These were so good I have to share! Most of my recipes are subsistence recipes… simple, nutritious food for staying alive. Really nothing fancy. One of my staples is sourdough bread and I experimented on this hot cross bun recipe as a way of using the “discard”. I crossed a cinnamon bun recipe with a hot cross bun recipe, swapped sultanas and orange peel for dried raspberries and grated apple and boosted the yeast with unfed sourdough starter… and it worked!!
As with my sourdough bread, I use a Kitchen Aid for kneading. It makes bread – and these buns – soooooo easy.
Ingredients and Method:
Place your large metal Kitchen Aid bowl on electric scales and measure in the ingredients in the following order
125g slightly warmed oat mylk (not hot, not cold, just warm so the starter likes it)
130g unfed sourdough starter
1 egg’s worth of vegan egg replacer (I use Free & Easy which stipulates 1 tsp replacer shaken in a small jar until combined with 2tbl water)
25g vegan butter melted
285g strong white bread flour
50g rye flour (or substitute for another 50g white)
50g khorasan flour (or substitute for another 50g white)
100g golden caster sugar
1 tsp salt
1 tsp cinnamon
1 tsp quick yeast
Fix the bowl to the Kitchen Aid base and mix to combine. Leave to sit for ten minutes after the initial mixing, then give it a good 10 minute knead using the dough hook attachment.
Add the following ingredients to the bowl
40g dried raspberries
1 medium sized apple grated
Mix until well combined. The addition of the fruit will make your dough initially very wet, but don’t worry, it will be fine.
Cover the dough with a damp cloth and a re-usable plastic cover – they look like a shower cap but are brilliant and can be used over and over to avoid single-use plastic.

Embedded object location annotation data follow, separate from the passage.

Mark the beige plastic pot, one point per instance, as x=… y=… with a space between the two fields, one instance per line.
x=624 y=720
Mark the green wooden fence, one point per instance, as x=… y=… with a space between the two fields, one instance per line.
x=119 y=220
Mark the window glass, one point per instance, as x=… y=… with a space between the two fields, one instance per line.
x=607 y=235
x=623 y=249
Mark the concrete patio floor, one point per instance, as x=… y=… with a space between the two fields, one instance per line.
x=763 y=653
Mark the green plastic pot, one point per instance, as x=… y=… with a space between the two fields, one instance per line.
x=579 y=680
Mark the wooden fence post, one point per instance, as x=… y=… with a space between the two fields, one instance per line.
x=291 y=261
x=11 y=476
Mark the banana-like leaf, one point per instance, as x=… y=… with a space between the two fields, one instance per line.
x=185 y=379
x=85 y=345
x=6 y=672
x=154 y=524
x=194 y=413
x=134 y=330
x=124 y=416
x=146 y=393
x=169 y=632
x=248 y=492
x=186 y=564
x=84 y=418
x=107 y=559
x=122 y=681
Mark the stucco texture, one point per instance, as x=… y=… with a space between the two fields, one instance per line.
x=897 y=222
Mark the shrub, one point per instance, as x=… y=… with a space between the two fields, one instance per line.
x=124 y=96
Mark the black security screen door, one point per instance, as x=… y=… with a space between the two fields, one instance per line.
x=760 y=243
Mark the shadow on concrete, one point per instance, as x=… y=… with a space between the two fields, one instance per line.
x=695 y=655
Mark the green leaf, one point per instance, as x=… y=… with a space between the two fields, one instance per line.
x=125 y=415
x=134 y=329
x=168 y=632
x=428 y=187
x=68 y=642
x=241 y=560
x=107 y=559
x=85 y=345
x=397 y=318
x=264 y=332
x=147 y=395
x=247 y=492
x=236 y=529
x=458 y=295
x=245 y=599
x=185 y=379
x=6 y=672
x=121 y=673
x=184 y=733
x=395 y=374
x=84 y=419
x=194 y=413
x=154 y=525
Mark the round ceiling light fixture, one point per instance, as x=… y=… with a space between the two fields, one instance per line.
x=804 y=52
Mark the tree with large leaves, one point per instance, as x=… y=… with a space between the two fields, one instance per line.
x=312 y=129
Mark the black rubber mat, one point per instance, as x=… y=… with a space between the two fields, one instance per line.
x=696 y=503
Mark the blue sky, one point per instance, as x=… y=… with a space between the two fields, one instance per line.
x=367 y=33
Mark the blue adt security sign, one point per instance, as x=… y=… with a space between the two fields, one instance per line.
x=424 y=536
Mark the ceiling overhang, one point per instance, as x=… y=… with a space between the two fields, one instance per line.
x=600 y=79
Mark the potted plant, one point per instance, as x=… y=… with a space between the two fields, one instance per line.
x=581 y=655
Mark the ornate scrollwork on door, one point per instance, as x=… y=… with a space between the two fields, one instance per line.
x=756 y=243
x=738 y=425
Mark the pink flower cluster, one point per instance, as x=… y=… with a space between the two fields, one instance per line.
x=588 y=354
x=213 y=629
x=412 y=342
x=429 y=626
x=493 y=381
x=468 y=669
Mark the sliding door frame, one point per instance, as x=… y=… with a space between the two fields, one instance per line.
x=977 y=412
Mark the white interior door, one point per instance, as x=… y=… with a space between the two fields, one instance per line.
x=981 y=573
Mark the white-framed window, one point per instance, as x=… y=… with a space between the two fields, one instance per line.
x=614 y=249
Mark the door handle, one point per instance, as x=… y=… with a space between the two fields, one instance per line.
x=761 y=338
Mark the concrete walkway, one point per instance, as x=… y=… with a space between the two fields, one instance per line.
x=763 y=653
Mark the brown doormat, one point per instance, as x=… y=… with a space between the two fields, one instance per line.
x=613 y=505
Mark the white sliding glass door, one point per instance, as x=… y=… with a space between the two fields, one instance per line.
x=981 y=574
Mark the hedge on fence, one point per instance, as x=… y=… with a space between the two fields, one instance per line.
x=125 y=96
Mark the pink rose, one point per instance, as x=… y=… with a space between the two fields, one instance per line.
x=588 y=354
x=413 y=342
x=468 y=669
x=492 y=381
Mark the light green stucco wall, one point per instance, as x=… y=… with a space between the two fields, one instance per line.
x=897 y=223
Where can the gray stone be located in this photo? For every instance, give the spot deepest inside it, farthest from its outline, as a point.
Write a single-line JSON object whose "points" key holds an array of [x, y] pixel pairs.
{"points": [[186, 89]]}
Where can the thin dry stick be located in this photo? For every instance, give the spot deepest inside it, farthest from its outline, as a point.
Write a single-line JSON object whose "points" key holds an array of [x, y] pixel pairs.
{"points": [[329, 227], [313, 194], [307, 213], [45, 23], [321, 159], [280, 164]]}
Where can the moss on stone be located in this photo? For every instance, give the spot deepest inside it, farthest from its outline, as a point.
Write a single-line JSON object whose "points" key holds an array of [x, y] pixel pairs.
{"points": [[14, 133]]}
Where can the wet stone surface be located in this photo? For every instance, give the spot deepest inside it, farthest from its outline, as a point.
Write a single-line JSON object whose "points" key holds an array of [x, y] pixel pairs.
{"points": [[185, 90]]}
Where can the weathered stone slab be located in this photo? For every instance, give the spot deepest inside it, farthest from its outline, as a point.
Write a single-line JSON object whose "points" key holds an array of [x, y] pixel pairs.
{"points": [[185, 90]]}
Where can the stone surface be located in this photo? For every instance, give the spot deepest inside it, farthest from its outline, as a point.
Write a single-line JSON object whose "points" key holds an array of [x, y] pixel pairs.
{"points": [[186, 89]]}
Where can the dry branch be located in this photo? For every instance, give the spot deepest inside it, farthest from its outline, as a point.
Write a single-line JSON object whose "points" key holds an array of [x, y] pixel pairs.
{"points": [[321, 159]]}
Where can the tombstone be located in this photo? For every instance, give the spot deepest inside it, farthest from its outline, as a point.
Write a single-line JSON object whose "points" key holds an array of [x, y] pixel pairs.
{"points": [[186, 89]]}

Leave in a warm place for at least an hour.
Return mixture to the Kitchen Aid base and knead again for 5 minutes.
Turn dough out on to lightly floured work surface and work into 16 smallish buns, 8 large ones, or 12 if you want to go middle road… I love this dough video if you want to see how a super-baker does it!
Place buns slightly separated on a piece of baking paper or bake-o-glide on a large, flat baking tray. I love them expanding and joining up so you have to tear them apart, like proper HCB’s. (The first batch I cooked were too close together, and I baked them in a ceramic dish so they had nowhere to go and came out a bit square.) If you’re making 16 small buns leave about 1 cm between each dough ball.
Leave to rise in a warm place for a couple of hours. When nicely risen, it’s time to add the crosses on top.
Mix 4 tbl plain white flour with 4-6 tbl water to make a smooth paste.
Use a piping bag or gun to draw a cross on each bun.
Bake in a 170°C oven for 15 minutes.
While the buns are baking make a glaze by mixing 2 heaped tsp of golden caster sugar with 3 tsp water and blasting in the microwave for 20 seconds.
Take the partly baked buns from the oven after 15 minutes and brush thoroughly with the glaze. Return to oven for another 15 minutes.
When the buns look lightly golden and shiny, and feel hollow if you gently tap them, they are ready.
Serve immediately, with or without butter or vegan spread OR allow to cool on a wire rack.
Vegan sourdough hot cross buns will stay fresh in a sealed container for a few days, or can be frozen for a month and easily defrosted individually in 30 seconds in the microwave. They are also good cut in half and toasted in the toaster, or popped back in a hot oven for 5 minutes to warm before serving.
For a non-Easter variation, make exactly as described but without piping the crosses onto the buns. Take out half way through baking to glaze and decorate with a sprinkling of sugar instead. You could also experiment with different fresh and dried fruit in the same quantities. Banana and date? Carrot and dried mango…?
Experienced sourdough bakers who prefer not to use quick yeast could leave the dough overnight for a cold prove and then shape, leave to rise and bake on day two.